Uno de los fundadores del pragmatismo epistemológico fue el filósofo y psicólogo norteamericano William James (1842-1910). Bajo su enfoque la verdad no es concebida en un sentido trascendente, sino que como una propiedad de sólo algunas de nuestras ideas, a saber, de aquellas que logran cierta adecuación con la realidad y, producto de lo cual, podemos corroborar y verificar. Esto quiere decir que la verdad, según James, no es una propiedad inherente a las ideas, sino que es algo netamente contingente, esto es, que les acontece. Las ideas llegan a ser ciertas dependiendo de las circunstancias (1957: 16). Tales circunstancias deben cumplir con el requisito de ayudarnos, práctica o intelectualmente, a relacionarnos con la realidad. Así, recalca James, lo verdadero es sólo lo ventajoso en nuestro modo de pensar, por tanto, sólo refiere a su actuación empírica con respecto a nosotros (1957: 17-21).

A pesar de este último, James comparte con el realismo la creencia de la trascendencia de los objeto, esto es, de su existencia independiente del sujeto, no obstante, advirtiendo que aquello debe ser al menos susceptible de experimentación. La experiencia sería el intermediario entre la historia mental del experimentador y los hechos del mundo, constituyéndose así como el punto de intersección. Así, afirma que conocer un objeto es dirigirse hacia él a través de una conexión que proporciona el mundo (1957: 21, 45-46). James se da cuenta que tal enfoque realista se basa únicamente en la fe del crítico o del investigador, es decir, se erige en una mera creencia, la cual, por más ilusoria que parezca, debe mantenerse, al menos de modo relativo y provisional, en base claramente a la conveniencia humana. Llega a afirmar así que la verdad es más bien una relación entre las partes conceptuales de nuestra experiencia a partes del orden de la sensación, bajo la cual hay una interacción benéfica con entidades sensibles. A pesar de esto, James insiste en que su postura también incluye toda realidad empírica independiente del cognoscente, señalando así que su pragmatismo, epistemológicamente hablando, es también realista (1957: 40).

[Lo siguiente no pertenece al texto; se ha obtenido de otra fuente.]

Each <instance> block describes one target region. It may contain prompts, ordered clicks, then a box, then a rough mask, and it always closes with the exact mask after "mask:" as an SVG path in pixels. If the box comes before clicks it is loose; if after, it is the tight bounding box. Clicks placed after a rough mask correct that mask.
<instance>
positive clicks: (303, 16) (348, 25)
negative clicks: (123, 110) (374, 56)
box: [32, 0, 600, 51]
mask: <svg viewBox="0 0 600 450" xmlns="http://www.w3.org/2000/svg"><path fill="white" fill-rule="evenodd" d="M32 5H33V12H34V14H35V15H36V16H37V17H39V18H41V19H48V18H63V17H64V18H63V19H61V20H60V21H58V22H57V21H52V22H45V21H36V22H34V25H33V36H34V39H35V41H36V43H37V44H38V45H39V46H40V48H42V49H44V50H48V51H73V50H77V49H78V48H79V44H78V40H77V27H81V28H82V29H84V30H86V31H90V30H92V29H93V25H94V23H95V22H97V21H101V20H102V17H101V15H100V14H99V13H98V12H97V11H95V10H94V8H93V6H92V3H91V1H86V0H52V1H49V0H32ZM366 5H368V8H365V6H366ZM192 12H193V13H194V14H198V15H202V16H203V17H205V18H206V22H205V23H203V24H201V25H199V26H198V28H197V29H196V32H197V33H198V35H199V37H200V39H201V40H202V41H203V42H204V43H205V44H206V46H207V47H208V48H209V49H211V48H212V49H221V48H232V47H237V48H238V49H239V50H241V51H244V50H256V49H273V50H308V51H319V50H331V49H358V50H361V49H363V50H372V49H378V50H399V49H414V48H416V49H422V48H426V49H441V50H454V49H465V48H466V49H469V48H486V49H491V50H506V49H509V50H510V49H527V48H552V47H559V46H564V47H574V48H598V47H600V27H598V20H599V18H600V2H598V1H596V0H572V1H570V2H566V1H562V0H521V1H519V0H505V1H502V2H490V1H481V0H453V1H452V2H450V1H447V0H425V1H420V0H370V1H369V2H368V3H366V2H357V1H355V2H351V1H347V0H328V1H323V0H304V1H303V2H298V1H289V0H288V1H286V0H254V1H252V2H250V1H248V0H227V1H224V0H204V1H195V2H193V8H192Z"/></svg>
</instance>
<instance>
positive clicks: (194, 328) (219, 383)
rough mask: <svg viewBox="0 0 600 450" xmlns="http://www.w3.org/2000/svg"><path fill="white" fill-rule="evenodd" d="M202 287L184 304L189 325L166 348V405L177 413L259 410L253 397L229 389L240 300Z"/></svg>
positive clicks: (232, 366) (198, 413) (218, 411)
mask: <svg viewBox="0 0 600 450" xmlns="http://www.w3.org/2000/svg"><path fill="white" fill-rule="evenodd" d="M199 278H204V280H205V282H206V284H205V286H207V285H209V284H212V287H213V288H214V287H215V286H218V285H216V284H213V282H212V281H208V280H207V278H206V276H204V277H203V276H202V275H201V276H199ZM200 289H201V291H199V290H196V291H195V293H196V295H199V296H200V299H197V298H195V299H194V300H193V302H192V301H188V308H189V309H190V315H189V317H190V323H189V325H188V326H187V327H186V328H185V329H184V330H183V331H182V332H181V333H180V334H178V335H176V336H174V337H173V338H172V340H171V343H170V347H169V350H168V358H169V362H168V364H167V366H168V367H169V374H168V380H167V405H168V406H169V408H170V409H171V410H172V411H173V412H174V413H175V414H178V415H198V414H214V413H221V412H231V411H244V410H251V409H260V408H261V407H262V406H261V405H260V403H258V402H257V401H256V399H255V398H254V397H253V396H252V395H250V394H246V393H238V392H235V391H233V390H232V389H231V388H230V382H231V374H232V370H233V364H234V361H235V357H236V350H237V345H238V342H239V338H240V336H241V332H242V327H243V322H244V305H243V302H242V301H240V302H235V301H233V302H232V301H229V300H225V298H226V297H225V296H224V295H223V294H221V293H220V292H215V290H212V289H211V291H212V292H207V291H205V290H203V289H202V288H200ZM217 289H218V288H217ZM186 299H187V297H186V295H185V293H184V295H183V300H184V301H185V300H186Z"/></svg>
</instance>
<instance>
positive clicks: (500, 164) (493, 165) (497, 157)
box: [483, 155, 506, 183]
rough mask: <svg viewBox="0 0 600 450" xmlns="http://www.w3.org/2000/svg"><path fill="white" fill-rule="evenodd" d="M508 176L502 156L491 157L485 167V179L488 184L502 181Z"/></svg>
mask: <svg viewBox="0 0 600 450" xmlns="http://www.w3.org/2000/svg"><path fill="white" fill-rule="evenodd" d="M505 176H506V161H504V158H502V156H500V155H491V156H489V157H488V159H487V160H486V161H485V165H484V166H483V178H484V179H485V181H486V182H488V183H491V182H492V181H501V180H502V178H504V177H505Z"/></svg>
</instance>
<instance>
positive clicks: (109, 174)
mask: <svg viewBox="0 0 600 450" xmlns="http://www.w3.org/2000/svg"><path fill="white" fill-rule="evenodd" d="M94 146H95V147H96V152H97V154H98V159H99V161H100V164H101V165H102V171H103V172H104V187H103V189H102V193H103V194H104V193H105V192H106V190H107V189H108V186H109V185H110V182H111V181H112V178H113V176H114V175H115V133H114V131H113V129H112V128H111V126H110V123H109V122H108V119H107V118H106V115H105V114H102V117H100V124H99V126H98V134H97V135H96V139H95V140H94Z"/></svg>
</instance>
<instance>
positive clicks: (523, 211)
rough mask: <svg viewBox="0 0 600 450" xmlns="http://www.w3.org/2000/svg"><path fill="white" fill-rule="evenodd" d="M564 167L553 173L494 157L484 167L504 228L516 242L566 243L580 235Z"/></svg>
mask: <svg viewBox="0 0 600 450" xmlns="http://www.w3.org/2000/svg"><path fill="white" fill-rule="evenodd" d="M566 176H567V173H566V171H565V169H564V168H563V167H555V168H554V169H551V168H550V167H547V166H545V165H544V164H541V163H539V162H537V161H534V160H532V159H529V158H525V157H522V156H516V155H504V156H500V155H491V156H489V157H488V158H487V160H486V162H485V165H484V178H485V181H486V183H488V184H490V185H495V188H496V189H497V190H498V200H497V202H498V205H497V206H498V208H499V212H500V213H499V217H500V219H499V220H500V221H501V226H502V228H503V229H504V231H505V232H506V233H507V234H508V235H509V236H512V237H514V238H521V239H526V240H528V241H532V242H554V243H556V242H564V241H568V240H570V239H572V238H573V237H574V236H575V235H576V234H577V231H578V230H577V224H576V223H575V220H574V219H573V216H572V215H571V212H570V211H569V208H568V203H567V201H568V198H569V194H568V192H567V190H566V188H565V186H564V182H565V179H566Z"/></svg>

Lo que el pragmatismo busca es asentar las disputas metafísicas. El método pragmatista, afirma James, trata de interpretar cada noción trazando sus respectivas consecuencias prácticas. Si entre dos nociones no hay diferencias prácticas, significan prácticamente lo mismo, por lo que la disputa es en vano. Se deben mostrar algunas diferencias prácticas entre las posiciones, aspectos bajos los cuales el mundo sería diferente si alguna de las alternativas fuese verdadera (1908: 45, 48). Así, el pragmatismo, sostiene James, es sólo un método, ya que no propone ningún resultado en particular. No es una solución, sino que un programa de trabajo, de cómo la realidad puede ser transformada. No se obtienen de él resultados particulares, sólo se concibe como una actitud y orientación. La actitud de desatender las cosas primeras, los principios, las categorías, necesidades, y mirar hacia las últimas cosas, frutos, consecuencias, hechos. Las teorías se vuelven así instrumentos, no respuestas a enigmas. Por ello, el pragmatismo es una tendencia anti-intelectualista, contra el racionalismo como pretensión y método (1908: 53-55). El pragmatismo es entonces primero que todo un método, luego una teoría sobre el significado de la verdad, la cual pasa a entenderse a su vez como una especie de bien[1] (1908: 65-66, 75).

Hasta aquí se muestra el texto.